Illustration by Sébastien Thibault

Hard to believe Canadian regulators think more research is needed before “cracking down” on Canada’s notoriously high mutual fund fees. Almost 10 years have passed since Peter Tufano’s controversial Harvard study uncovered the ugly truth of Canada’s world-beating (not!) fund MERs. Just a few weeks ago, Tom Bradley, president of Steadyhand Investment Funds, called his industry out for being “stuck in the dark ages,” noting savvy investors are taking matters into their own hands.

Many are switching from high-fee funds or wraps to low-cost index funds or ETFs, either via fee-based advisers (charging maybe 1% of assets) or directly through discount brokerages. But what about those who want a middle ground between paying high-priced advisers and doing it all on their own? They could consider a new Netflix-like subscription-based wealth management system called NestWealth.com.

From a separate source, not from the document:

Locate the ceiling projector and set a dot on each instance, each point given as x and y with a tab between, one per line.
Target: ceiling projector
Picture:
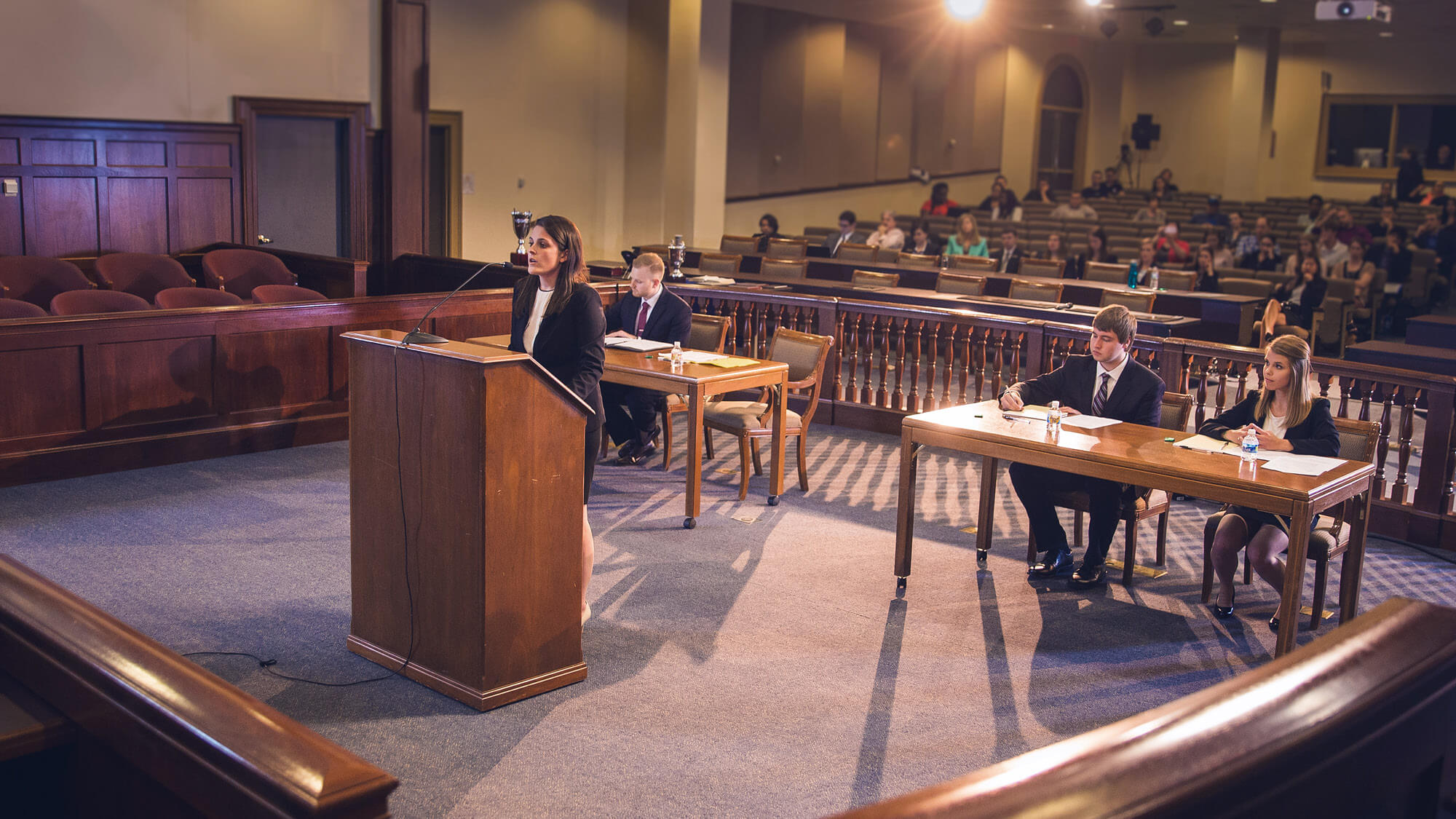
1352	11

Similar online services in the U.S. (like Wealthfront.com) have been dubbed “robo-advisers” for automating ETF portfolios at low cost. Nest Wealth may be the first such service in Canada: founder Randy Cass hopes to roll it out nationally later this year.

700%

Growth for American robo-adviser service Wealthfront since the start of 2013

 

Meanwhile, Ontario investors aged 40 and older can pay $80/month ($40 for those under 40) for a portfolio service that assembles and rebalances ETFs from iShares and Vanguard. Money resides at National Bank Custodial Services, with asset mix matched to Investment Policy Statements customized for clients through an online questionnaire, followed by a telephone conversation with a portfolio manager.

Apart from underlying ETF MERs, the only other fees are the monthly subscription (charged to each spouse) and $20/month for each extra account (such as TFSAs or RRSPs). But unlike retail mutual funds, Nest Wealth won’t cost more as wealth rises. The sweet spot is the mass-affluent demographic above $100,000 but the more you invest, the bigger the savings.

One early adopter on Bay Street I talked to says Canadian retail investors “are just starting to figure out” how much they can save with such services.